Signatories such as the United Kingdom have aligned their domestic strategies with the Accords. Through the Space Industry Act 2018 and policy predictions from UKspace in 2025, the United Kingdom has promoted public-private partnerships for lunar resource extraction. However, the Accords remain non-binding and exclude major actors such as China, which pursues its own lunar programme under the International Lunar Research Station initiative. This division exacerbates tensions and critics argue that the plurilateral approach circumvents COPUOS, potentially undermining the OST’s emphasis on international cooperation. Nonetheless, the Accords advance practical mechanisms, including data sharing and benefit-sharing protocols, which may shape future regimes such as the EU Space Act’s focus on cybersecurity and debris mitigation.
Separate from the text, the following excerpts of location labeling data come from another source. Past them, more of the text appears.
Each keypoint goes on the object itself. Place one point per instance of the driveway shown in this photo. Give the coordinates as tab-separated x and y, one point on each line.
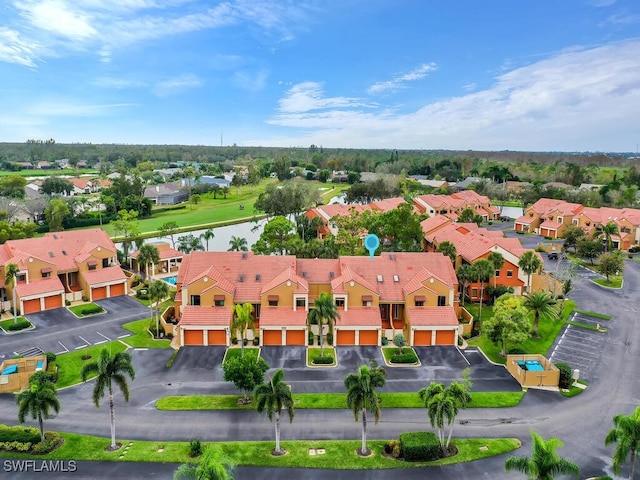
60	331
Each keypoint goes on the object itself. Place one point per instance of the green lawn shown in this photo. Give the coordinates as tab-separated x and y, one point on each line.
548	330
305	401
340	454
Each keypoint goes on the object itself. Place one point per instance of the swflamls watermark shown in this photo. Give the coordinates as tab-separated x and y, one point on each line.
39	466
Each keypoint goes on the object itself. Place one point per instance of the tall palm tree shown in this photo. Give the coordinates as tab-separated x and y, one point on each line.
544	463
542	304
362	396
484	271
497	260
442	404
448	249
626	435
147	255
206	236
327	314
530	263
157	291
242	321
271	398
38	400
466	274
110	369
213	465
11	272
237	244
608	231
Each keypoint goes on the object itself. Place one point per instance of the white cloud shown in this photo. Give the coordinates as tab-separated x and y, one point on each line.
175	85
575	100
400	80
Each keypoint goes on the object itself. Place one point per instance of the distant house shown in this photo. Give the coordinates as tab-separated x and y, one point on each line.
167	193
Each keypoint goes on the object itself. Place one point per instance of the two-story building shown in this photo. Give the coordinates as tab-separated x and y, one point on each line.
413	293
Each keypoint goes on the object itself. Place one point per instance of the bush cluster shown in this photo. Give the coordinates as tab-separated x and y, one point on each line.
326	360
419	446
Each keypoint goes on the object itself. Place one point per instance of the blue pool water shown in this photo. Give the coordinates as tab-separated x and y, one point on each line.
171	280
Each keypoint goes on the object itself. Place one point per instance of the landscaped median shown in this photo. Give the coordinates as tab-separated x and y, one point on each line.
331	401
339	454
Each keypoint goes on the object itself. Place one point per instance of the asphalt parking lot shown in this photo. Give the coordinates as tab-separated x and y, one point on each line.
581	348
60	331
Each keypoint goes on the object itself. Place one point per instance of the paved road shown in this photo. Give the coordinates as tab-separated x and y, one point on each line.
581	423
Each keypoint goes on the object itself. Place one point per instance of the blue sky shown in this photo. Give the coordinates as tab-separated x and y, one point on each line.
409	74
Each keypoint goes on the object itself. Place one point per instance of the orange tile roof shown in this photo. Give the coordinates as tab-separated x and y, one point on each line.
432	316
274	316
213	316
360	317
45	286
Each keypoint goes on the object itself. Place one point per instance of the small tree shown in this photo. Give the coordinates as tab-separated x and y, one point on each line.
246	373
400	342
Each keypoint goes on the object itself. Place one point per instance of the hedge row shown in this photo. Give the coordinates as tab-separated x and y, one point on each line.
419	446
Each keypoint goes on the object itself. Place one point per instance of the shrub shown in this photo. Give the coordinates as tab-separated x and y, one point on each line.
407	357
565	374
19	434
195	448
326	360
419	446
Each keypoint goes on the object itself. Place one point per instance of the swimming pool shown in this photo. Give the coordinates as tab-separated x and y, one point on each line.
171	280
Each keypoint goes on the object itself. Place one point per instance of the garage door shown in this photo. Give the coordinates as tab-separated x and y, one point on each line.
272	337
295	337
54	301
368	337
445	337
117	290
31	306
98	293
217	337
346	337
422	338
193	337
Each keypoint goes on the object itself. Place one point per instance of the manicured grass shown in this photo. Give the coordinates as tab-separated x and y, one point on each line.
613	282
86	309
332	401
340	454
548	331
11	325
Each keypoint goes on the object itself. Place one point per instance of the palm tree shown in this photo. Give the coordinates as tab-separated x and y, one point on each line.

Challenges and Implications for Global Governance
The emergence of these frameworks presents significant challenges to the integrity of international space law. Financial incentives, such as equity warrants in national laws or investor protections, may privilege corporate interests over equitable benefit-sharing. This risks undermining OST Article I if profits accrue disproportionately to wealthy states. Environmental concerns, which are central to Article IX, are also inadequately addressed. For instance, unregulated mining could contaminate lunar regolith or generate debris, as warned in a 2024 COPUOS report. Some bilateral agreements even include restrictive provisions that resemble gag orders, limiting states from opposing certain activities. These echo sovereignty constraints seen in investment arbitration and may hinder diplomatic challenges to unsustainable practices. If such practices are found to breach OST obligations, disputes could be brought before the International Court of Justice under Article 36 of its Statute. This would be particularly relevant where mining activities undermine the principle of common heritage.
Conclusion
The new wave of national laws and agreements on space mining, ranging from Italy’s Space Law to the Artemis Accords, reflects a shift towards investor-friendly governance that tests the egalitarian spirit of the OST. While these instruments provide legal certainty for commercial ventures, they also risk entrenching inequalities unless balanced by inclusive international mechanisms. As space mining moves from speculation to reality, the manner in which the European Union, the United Kingdom, and other states address these tensions will be decisive. Ultimately, these developments highlight the urgent need for a renewed multilateral regime to ensure that outer space remains the province of all mankind, not merely a resource for the privileged few.